Basically, I want to use a script to start other scripts in different directories and do follow up works until all the "child scripts" are finished. I use multiprocessing.Pool to put all the child process together and use wait() to wait until all finished. Here is my script:

import os, shutil, subprocess,sys, multiprocessing

rootdir=os.getcwd()
argument=[]
def Openpy(inputinfo):
    dirpath, filename= inputinfo
    os.chdir(dirpath)
    return subprocess.Popen( [ 'python',  filename ] )

if __name__=="__main__":
    for dirpath, dirname , filenames in os.walk(rootdir):
        for filename in filenames: 
            if filename=='Test.py':
                argument.append( [ dirpath, filename ] )
    print argument
    po=multiprocessing.Pool()
    r=po.map_async(Openpy, argument)
    po.close()
    r.wait()

print 'Child scripts are finished'

The child processes start normally and finish in one minute. However, it seems that those child processes do not return its "finished message" to the parent process. It did not show that "Child scripts are finished". What can I do to change my code so that it can detect the end of the child processes properly?

All help is appreciated!

2013/9/1 9:16 UTC+8

JF Sebastian's answer is being accepted.

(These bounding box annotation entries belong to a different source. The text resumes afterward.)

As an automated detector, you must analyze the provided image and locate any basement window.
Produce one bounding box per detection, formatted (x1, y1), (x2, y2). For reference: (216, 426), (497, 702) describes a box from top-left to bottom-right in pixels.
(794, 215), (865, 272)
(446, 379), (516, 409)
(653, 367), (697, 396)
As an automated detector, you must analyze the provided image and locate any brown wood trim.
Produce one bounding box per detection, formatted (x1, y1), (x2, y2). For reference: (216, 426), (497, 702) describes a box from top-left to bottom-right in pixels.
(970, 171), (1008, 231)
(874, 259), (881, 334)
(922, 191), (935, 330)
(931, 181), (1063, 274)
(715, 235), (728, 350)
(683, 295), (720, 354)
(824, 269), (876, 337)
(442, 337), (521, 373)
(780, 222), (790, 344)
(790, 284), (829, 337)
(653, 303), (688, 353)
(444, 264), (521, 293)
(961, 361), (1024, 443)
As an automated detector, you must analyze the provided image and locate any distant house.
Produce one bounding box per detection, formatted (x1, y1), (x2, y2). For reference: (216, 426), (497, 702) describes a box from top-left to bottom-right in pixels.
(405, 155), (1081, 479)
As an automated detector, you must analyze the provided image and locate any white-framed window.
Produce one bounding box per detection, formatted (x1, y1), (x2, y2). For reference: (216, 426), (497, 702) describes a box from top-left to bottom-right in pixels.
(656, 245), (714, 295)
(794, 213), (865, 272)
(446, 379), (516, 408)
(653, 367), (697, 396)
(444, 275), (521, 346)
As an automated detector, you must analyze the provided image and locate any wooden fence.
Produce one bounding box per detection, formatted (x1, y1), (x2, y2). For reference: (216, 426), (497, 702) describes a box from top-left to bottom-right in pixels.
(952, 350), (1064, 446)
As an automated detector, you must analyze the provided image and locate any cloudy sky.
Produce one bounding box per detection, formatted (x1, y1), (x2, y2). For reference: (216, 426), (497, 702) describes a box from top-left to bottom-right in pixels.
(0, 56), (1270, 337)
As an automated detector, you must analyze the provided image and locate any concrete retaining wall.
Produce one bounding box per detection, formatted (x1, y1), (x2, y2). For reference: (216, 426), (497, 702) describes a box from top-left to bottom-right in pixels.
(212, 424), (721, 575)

Run successfully and elegant usage of list comprehension makes the whole stuff more readable.

Try swapping the location of r.wait() and po.close()

if __name__=="__main__":
    for dirpath, dirname , filenames in os.walk(rootdir):
        for filename in filenames: 
            if filename=='Test.py':
                argument.append( [ dirpath, filename ] )
    print argument
    po=multiprocessing.Pool()
    r=po.map_async(Openpy, argument)
    r.wait()
    po.close()

It might not be your problem, but it looks like maybe you are closing the pool before the result is evaluated.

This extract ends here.